Oil tumbled after the Iranian Oil Minister said that an agreement by Saudi Arabia and Russia last week for oil producers to freeze output was "ridiculous".
Crude fell 4.6 percent in New York. The proposal to cap output at January levels puts “unrealistic demands” on Iran, Bijan Namdar Zanganeh said Tuesday, according to the ministry’s news agency Shana. Saudi Arabia and Russia, the world’s two biggest crude producers, agreed to the freeze on condition other major producers, notably Iran and Iraq, follow suit. Saudi Arabia isn’t cutting output, the kingdom’s oil minister, Ali al-Naimi, said at the IHS CERAWeek oil conference in Houston.
"Zanganeh and Naimi have managed to deflate traders’ expectations that there would be an agreement to cut production anytime soon," said Michael Lynch, president of Strategic Energy & Economic Research in Winchester, Massachusetts. "There’s a lot of hard bargaining and additional economic pain that’s going to have to occur before an agreement is reached."
Oil is down about 14 percent this year on speculation a global glut will persist amid the outlook for increased exports from Iran and brimming U.S. stockpiles. Iran will add more output capacity than any other member of the Organization of Petroleum Exporting Countries over the next six years as it seeks to regain lost market share after the removal of sanctions, according to the International Energy Agency.
West Texas Intermediate for April delivery slipped $1.52 to close at $31.87 a barrel on the New York Mercantile Exchange.
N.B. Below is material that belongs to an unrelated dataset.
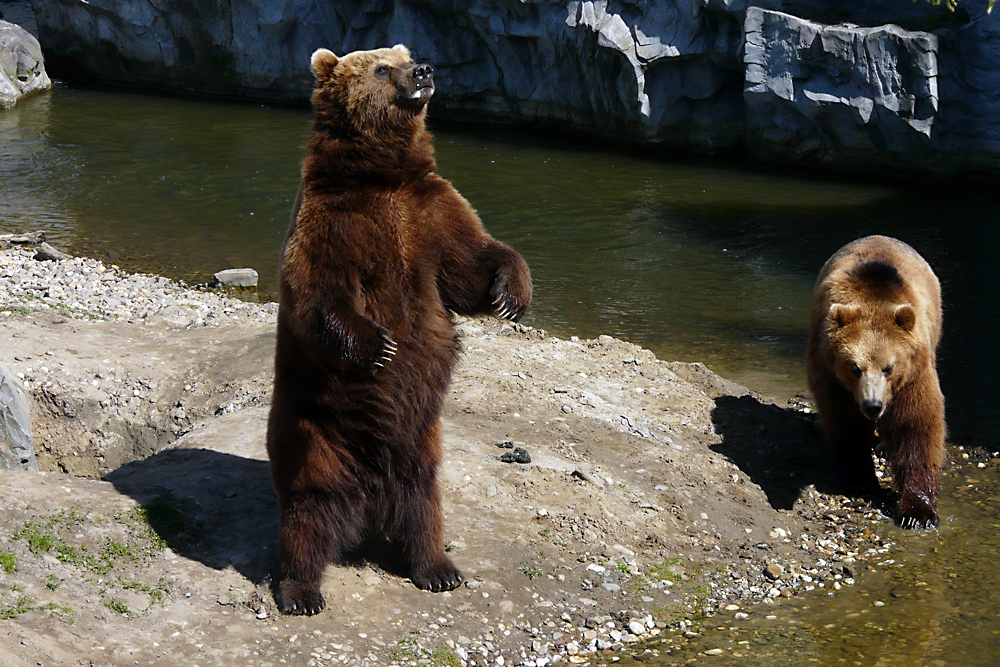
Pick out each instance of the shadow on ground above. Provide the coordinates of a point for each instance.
(220, 510)
(215, 508)
(780, 449)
It was the biggest decline Feb. 9. The March contract rose $1.84 to expire at $31.48 Monday, the highest for front-month prices since Feb. 4.
Brent for April settlement dropped $1.42, or 4.1 percent, to $33.27 a barrel on the London-based ICE Futures Europe exchange. The European benchmark crude closed at a $1.40 premium to WTI.
The six worst performers on the S&P 500 Tuesday were energy companies. The S&P 500 Oil & Gas Exploration and Production Index fell 4.4 percent.
“Not many countries are going to deliver” even if they promise supply curbs, al-Naimi said. An accord last week to freeze the oil production of Saudi Arabia, Russia, Qatar and Venezuela at January levels is “not like cutting production, that’s not going to happen.”
Instead, high-cost producers will have to “lower costs, borrow or liquidate” to cope with the slump in oil prices, al-Naimi said, adding that he doesn’t know when the current rout will end. This is a “more efficient” way for the market to rebalance than cuts by low-cost producers like Saudi Arabia, which would only delay the “inevitable reckoning” needed for supply and demand to realign, he said.
"It’s hard enough getting two people to agree, much less a large number of competing countries," said Michael Corcelli, chief investment officer of hedge fund Alexander Alternative Capital LLC in Miami. "Any deal that can be agreed to would be questionable because of the lack of trust."
Oil has slumped more than 50 percent since Saudi Arabia led OPEC’s decision in November 2014 to maintain output and defend market share against higher-cost U.S. shale producers. The resilience of the shale sector and increase in Russian production to post-Soviet highs helped expand the global glut.
"U.S. shale output is going to decline," said Sarah Emerson, managing director of ESAI Energy Inc., a consulting company in Wakefield, Massachusetts. "Everyone seems to think it will happen tomorrow, but it takes time. It has already started and later this year production will be considerably lower."
Global oil stockpiles will keep accumulating into 2017 as supply continues to exceed demand, capping any price recovery, the IEA said in its medium-term report on Monday.
U.S. inventories probably expanded 3.25 million barrels from the highest level in more than eight decades, according to a Bloomberg survey before government data on Wednesday. Supplies of gasoline and distillate fuel, a category that includes diesel and heating oil, fell, the analysts said.
March gasoline futures fell 3.4 percent to close at 96.63 cents a gallon. Diesel dropped 3.1 percent to $1.0221, the lowest settlement since Feb. 11.